I can understand charging more based on the speed of issuance of the certificate, and the quality and depth of the validation performed to ensure the requestor works for the organization whose name will appear in the certificate. After all, you can usually only pick two of [faster | cheaper | better]. SSL certificate issuers are free to charge what they think people are willing to pay for certificates rather than trying to relate it to the actual cost of creation and management. That is their right, and it is my right to call them out when I feel the prices are ridiculous.
The "scam" of SSL certificates these days is that the sales representatives are being trained to use fear, uncertainty, and doubt to scare people into buying more expensive certificates than they need. The following is from a friend relaying his exchange with an SSL vendor: Sales rep stated our current certificate is hackable because it can go down to 40bit, explained that this makes us vulnerable. I argued
"I only allow 128-bit at the server", and he said "yes, but since your cert is only 40 bit it can still be compromised; you need a server gated cryptography certificate."
If you know what you are doing (security wise) you will block all weak cryptographic ciphers at your web server. This may prevent older browsers from being able to connect to your site, but will ensure the cryptographic strength is always high. The sales representative was trying to scare my friend into thinking this wouldn't do the trick, which is patently false. The following link gives some good reasons why SGC certificates are a bad idea and don't solve the weak encryption problem.
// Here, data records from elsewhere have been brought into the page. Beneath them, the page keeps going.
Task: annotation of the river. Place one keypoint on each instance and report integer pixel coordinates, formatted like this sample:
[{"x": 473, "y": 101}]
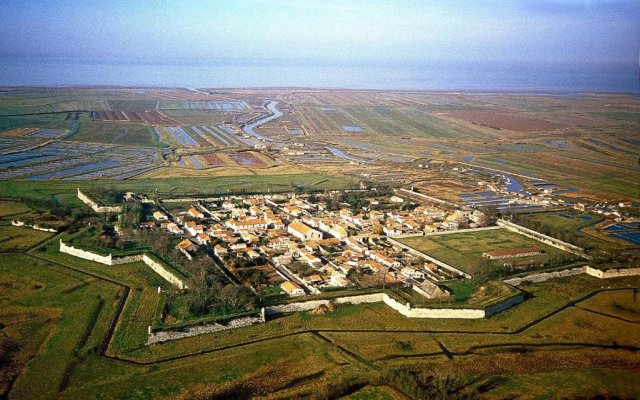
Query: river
[{"x": 249, "y": 128}]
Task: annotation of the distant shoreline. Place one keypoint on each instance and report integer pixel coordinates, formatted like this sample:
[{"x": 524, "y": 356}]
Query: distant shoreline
[{"x": 536, "y": 92}]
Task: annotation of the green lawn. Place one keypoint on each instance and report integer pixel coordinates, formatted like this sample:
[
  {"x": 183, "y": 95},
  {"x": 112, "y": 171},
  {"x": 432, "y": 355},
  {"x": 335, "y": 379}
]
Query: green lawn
[
  {"x": 13, "y": 238},
  {"x": 464, "y": 250}
]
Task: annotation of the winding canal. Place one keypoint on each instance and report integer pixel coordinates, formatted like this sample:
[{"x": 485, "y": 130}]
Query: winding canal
[{"x": 249, "y": 128}]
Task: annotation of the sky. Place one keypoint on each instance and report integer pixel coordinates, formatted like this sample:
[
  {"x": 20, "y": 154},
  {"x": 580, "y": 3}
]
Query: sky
[{"x": 550, "y": 31}]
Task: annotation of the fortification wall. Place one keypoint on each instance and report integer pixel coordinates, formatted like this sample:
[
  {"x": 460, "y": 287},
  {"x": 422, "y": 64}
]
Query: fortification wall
[
  {"x": 543, "y": 238},
  {"x": 35, "y": 227},
  {"x": 545, "y": 276},
  {"x": 612, "y": 273},
  {"x": 427, "y": 257},
  {"x": 500, "y": 307},
  {"x": 602, "y": 274},
  {"x": 110, "y": 260},
  {"x": 95, "y": 207},
  {"x": 404, "y": 309},
  {"x": 87, "y": 255},
  {"x": 126, "y": 260},
  {"x": 163, "y": 272}
]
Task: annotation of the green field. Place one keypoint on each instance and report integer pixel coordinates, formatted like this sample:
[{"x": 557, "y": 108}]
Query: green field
[
  {"x": 58, "y": 309},
  {"x": 176, "y": 187},
  {"x": 571, "y": 226},
  {"x": 13, "y": 238},
  {"x": 464, "y": 250}
]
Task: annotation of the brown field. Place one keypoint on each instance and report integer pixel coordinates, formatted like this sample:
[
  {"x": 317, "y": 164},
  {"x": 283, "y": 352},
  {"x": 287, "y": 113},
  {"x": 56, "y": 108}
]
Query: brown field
[
  {"x": 248, "y": 159},
  {"x": 18, "y": 132},
  {"x": 147, "y": 117},
  {"x": 212, "y": 159},
  {"x": 497, "y": 120},
  {"x": 183, "y": 94}
]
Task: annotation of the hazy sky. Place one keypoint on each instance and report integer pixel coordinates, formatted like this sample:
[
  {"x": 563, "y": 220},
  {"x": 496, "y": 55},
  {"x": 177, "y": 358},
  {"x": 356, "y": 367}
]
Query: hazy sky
[{"x": 408, "y": 30}]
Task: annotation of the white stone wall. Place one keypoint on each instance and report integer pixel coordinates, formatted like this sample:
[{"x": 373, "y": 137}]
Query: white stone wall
[
  {"x": 484, "y": 228},
  {"x": 500, "y": 307},
  {"x": 125, "y": 260},
  {"x": 35, "y": 227},
  {"x": 612, "y": 273},
  {"x": 160, "y": 270},
  {"x": 429, "y": 258},
  {"x": 545, "y": 276},
  {"x": 408, "y": 311},
  {"x": 404, "y": 309},
  {"x": 295, "y": 307},
  {"x": 362, "y": 299},
  {"x": 87, "y": 255},
  {"x": 551, "y": 241},
  {"x": 95, "y": 207},
  {"x": 110, "y": 260}
]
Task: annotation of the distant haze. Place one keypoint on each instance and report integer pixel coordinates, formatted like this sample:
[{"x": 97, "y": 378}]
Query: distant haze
[{"x": 321, "y": 40}]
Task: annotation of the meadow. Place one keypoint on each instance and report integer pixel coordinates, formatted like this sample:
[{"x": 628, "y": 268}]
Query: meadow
[{"x": 464, "y": 250}]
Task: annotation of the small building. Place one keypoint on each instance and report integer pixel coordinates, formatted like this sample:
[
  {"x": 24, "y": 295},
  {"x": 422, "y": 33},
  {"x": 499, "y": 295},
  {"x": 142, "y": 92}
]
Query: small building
[
  {"x": 195, "y": 213},
  {"x": 303, "y": 232},
  {"x": 292, "y": 288},
  {"x": 187, "y": 247},
  {"x": 512, "y": 253},
  {"x": 160, "y": 216}
]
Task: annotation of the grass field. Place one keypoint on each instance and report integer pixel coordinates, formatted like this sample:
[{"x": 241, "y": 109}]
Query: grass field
[
  {"x": 13, "y": 238},
  {"x": 464, "y": 250},
  {"x": 8, "y": 208},
  {"x": 176, "y": 187},
  {"x": 69, "y": 309},
  {"x": 582, "y": 226}
]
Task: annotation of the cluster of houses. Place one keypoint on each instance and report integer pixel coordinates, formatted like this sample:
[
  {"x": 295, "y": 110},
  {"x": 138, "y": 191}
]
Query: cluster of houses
[{"x": 309, "y": 246}]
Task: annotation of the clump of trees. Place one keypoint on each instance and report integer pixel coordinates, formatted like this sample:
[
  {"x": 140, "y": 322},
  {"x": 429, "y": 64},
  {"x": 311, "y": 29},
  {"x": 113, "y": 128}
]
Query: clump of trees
[
  {"x": 210, "y": 292},
  {"x": 424, "y": 385}
]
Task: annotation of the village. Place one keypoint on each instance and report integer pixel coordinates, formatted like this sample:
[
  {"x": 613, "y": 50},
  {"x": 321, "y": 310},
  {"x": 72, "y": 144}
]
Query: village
[{"x": 303, "y": 244}]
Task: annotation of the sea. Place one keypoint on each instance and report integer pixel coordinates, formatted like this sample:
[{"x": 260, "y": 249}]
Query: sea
[{"x": 226, "y": 73}]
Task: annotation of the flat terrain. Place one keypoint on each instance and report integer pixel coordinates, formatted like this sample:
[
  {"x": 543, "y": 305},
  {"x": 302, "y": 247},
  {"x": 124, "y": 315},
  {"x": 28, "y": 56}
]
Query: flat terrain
[
  {"x": 584, "y": 143},
  {"x": 464, "y": 250}
]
Even the wikipedia entry for SGC calls SGC certificates "obsolete" (and no, I didn't just go edit that entry to say that... as far as you know, anyway *evil-arched-eyebrows*).
The sales representative also continued the discussion to try and convince my friend that one certificate wasn't enough. In discussing his configuration, he revealed he has many back-end servers which all sit behind an SSL-offloading load balancing proxy. The sales representative tried to convince him that he would now need to buy a certificate for each of the back-end servers to afford him the best protection. So instead of needing one or two certificates, my friend was going to need twenty! Yes, I think we all know that defense in depth is important and he should indeed use SSL between his proxy and the back-end servers. Paying $50-$1500 each for browser-trusted SSL certificates on the back end is just a flat-out waste of money.
Self-signed certificates, or certificates generated by an in-house PKI would provide at least the same level of security at a far reduced cost. So, there you have it. Make sure you know what you need before you try to buy an SSL certificate. The sales representatives are willing and able to charge you whatever they can scare you into believing you need.